There was sarcasm in his voice, but there was also some truth to it. Politicians are really good at giving boring answers, and the reason they often appeared on "The Daily Show" was to promote a book they had just written, which can also be a very boring thing to do.
Still, there were some interesting interviews over the years where Stewart still got to OWN, DESTROY and DEMOLISH his guests (or the other way around). Here's a few:
Rep. Nancy Pelosi (D-Calif.)
Pelosi said last year that Washington's "revolving door" problem, where elected officials' staffers leave to go work as lobbyists, was mostly an issue for the executive branch. Stewart begged to differ. "Folks in your office have gone to work for Boeing and many other contractors."
"I don't know that ..." Pelosi started to reply. Stewart cut her off. "I do."
Arkansas Gov. Mike Huckabee (R)
Huckabee argued during a 2008 appearance that the United States shouldn't mess with a 5,000-year-old institution, which Stewart offered a counterpoint to.
"Marriage has evolved greatly over those 5,000 years from a property arrangement, polygamy, we've redefined it constantly," Stewart said. "It used to be that people of different races could not marry."
"I think it's the difference between what you believe gay people are and what I do," he said. "Religion is far more of a choice than homosexuality. ... Gay people don't choose to be gay."

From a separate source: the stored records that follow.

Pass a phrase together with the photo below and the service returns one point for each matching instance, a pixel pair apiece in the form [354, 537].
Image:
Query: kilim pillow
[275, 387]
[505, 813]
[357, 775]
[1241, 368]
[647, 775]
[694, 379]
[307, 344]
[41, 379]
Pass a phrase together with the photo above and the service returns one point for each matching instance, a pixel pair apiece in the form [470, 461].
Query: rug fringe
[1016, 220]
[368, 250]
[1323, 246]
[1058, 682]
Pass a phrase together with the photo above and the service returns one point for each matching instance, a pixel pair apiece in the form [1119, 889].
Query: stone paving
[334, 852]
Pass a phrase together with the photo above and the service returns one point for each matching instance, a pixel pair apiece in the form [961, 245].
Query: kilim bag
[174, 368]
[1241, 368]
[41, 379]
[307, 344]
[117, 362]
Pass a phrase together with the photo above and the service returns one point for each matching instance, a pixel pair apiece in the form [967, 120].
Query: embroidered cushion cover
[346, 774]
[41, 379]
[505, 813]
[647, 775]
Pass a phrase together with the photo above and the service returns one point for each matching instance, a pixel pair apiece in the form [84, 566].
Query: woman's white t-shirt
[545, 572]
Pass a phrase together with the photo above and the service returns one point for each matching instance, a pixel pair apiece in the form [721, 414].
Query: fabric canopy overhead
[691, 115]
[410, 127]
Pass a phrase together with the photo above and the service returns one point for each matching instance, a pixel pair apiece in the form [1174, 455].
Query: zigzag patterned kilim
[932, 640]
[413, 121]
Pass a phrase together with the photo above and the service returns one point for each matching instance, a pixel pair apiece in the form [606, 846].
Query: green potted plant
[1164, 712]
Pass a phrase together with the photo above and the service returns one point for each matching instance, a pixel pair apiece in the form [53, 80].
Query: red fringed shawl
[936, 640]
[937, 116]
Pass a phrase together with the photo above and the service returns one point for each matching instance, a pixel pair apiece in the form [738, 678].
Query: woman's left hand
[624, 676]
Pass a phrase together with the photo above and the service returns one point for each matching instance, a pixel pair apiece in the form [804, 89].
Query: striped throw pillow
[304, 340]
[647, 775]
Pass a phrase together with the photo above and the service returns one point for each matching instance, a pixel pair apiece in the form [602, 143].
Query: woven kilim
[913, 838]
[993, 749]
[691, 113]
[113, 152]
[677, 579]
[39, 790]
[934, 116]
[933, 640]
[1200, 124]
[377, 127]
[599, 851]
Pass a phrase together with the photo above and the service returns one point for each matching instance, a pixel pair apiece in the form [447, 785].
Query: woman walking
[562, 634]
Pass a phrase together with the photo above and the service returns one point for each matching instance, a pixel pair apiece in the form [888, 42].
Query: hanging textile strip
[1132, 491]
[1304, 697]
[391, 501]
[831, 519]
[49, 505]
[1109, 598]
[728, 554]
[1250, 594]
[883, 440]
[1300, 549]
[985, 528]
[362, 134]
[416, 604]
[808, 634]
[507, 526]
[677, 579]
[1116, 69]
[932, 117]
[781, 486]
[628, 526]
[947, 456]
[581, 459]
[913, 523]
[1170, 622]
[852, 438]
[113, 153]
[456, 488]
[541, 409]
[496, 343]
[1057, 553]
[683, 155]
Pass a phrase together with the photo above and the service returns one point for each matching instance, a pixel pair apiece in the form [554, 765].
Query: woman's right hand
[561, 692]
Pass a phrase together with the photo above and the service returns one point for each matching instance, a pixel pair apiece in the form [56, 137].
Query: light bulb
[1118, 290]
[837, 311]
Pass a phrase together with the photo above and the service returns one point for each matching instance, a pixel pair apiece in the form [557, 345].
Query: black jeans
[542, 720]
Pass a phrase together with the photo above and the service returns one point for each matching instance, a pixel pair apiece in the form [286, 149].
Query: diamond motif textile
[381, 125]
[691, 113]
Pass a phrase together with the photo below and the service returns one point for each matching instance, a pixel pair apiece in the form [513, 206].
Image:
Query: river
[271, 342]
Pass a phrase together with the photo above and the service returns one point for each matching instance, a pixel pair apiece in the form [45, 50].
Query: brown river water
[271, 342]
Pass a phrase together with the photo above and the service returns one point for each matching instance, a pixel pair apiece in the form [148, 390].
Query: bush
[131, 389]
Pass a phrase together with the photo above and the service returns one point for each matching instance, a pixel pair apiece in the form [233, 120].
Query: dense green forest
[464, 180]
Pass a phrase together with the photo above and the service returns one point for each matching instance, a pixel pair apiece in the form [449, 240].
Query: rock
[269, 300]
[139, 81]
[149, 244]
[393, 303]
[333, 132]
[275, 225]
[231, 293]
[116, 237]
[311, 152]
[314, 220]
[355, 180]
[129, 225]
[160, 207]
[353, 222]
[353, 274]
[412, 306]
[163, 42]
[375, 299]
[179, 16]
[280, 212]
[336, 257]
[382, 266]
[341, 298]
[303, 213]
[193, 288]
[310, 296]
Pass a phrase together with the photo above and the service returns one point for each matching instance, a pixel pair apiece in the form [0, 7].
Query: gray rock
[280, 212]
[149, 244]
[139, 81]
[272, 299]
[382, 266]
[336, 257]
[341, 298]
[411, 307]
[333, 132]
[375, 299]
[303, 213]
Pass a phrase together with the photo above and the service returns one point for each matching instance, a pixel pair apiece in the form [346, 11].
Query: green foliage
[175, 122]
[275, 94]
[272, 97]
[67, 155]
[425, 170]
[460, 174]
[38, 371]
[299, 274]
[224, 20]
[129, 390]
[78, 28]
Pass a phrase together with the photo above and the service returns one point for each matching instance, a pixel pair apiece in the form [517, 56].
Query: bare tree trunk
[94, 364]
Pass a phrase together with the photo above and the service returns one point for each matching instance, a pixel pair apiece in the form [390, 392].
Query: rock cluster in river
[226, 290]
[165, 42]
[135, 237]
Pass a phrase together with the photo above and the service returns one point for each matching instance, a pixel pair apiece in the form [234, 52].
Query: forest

Then-Sen. Barack Obama (D-Ill.)
Obama had been a U.S. senator for nearly a year when Stewart asked him how he handled the pressure and hype of being an up-and-coming rising star of the Democratic Party.
"It is true, I worry about the hype," Obama said. "The only person more overhyped than me is you."
Sen. Harry Reid (D-Nev.)
Reid was soft-spoken during his 2008 appearance on the show. "As I look across from you I feel like I could filibuster this man," Stewart said. "Everyone else has, you might as well," Reid responded.
Buncombe County Republican precinct chair Don Yelton
One of the show's most memorable interviews of all time was conducted not by Stewart, but by correspondent Aasif Mandvi. In 2013, Mandvi interviewed North Carolina precinct committee member and chair, Don Yelton, about voter fraud. Yelton's remarks were racist, including using the N-word ("You know that we can hear you, right?" Mandvi asked).